/*******************************************************************************************
Author : Vinayak Vishweshwara Dabgar
www.dabgarvinayakv.com
Oracle Apps DBA - Consultant | DBA - Developer | Database Architect | Performance Tuning Expert
ORACLE DATABASE SECURITY HANDBOOK
PART 18 : BANKING / FINANCE SECURITY ARCHITECTURE
Topics Covered
---------------
1 Banking security requirements
2 Banking schema architecture
3 Secure role hierarchy
4 Customer data protection
5 Secure API transaction model
6 Auditing financial operations
7 Fraud monitoring mechanisms
8 VPD in banking systems
9 Secure reporting access
10 Enterprise banking security workflow
*******************************************************************************************/
/*******************************************************************************************
QUESTION 1
Why do banking systems require strict database security?

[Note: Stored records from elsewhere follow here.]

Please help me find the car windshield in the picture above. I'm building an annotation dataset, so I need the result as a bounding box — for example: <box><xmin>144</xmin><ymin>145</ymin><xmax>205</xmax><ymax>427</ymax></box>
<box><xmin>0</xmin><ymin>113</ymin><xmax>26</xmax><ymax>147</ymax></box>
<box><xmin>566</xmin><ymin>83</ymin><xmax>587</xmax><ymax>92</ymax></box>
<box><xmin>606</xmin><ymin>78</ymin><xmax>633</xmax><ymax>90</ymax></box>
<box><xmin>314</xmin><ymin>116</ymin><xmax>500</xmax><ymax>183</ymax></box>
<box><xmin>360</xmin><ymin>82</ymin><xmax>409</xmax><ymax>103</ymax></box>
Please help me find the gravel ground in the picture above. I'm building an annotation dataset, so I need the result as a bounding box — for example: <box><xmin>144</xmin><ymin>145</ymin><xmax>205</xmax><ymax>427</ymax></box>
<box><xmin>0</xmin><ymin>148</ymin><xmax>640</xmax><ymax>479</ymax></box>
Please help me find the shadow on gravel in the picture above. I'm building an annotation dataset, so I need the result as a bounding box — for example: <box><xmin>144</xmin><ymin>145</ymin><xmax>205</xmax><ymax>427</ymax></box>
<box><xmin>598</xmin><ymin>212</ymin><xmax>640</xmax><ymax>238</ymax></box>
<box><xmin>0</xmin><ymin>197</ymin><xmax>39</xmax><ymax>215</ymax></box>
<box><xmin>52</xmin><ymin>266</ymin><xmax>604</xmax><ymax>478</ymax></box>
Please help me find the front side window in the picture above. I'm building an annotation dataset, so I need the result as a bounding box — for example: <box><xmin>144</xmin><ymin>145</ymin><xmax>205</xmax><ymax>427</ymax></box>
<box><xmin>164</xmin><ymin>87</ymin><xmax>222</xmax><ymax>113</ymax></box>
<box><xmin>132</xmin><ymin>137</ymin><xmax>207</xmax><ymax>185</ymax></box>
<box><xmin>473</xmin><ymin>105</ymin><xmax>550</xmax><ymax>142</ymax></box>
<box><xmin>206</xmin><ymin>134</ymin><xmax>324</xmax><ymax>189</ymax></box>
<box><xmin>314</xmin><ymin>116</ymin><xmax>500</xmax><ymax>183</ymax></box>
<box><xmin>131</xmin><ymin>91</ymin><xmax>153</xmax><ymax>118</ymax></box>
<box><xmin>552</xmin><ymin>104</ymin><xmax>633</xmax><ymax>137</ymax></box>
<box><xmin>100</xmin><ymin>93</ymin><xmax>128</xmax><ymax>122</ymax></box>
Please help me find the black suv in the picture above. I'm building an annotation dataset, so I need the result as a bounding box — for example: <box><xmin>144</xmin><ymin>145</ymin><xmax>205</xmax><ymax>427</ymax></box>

*******************************************************************************************/
-- Banking databases store highly sensitive data including:
-- Customer account numbers
-- Transaction records
-- Credit information
-- Personal financial details
-- Unauthorized access can lead to financial fraud.
/*******************************************************************************************
QUESTION 2
Typical banking database architecture
*******************************************************************************************/
-- Banking systems typically use layered security:
-- CUSTOMER_SCHEMA
-- APPLICATION_SCHEMA
-- REPORTING_SCHEMA
-- SECURITY_SCHEMA
/*******************************************************************************************
QUESTION 3
Example banking customer table
*******************************************************************************************/
CREATE TABLE banking_customer
(
customer_id NUMBER PRIMARY KEY,
customer_name VARCHAR2(100),
account_balance NUMBER,
branch_id NUMBER
);
/*******************************************************************************************
QUESTION 4
Insert demonstration data
*******************************************************************************************/
INSERT INTO banking_customer
VALUES (1,'John Smith',15000,101);
INSERT INTO banking_customer
VALUES (2,'Alice Brown',20000,102);
COMMIT;
/*******************************************************************************************
QUESTION 5
Create banking application role
*******************************************************************************************/
CREATE ROLE banking_app_role;
/*******************************************************************************************
QUESTION 6
Grant minimal privileges to application role
*******************************************************************************************/
GRANT SELECT
ON banking_customer
TO banking_app_role;
/*******************************************************************************************
QUESTION 7
Assign role to application user
*******************************************************************************************/
GRANT banking_app_role
TO training_user;
/*******************************************************************************************
QUESTION 8
Why banking systems avoid direct table access?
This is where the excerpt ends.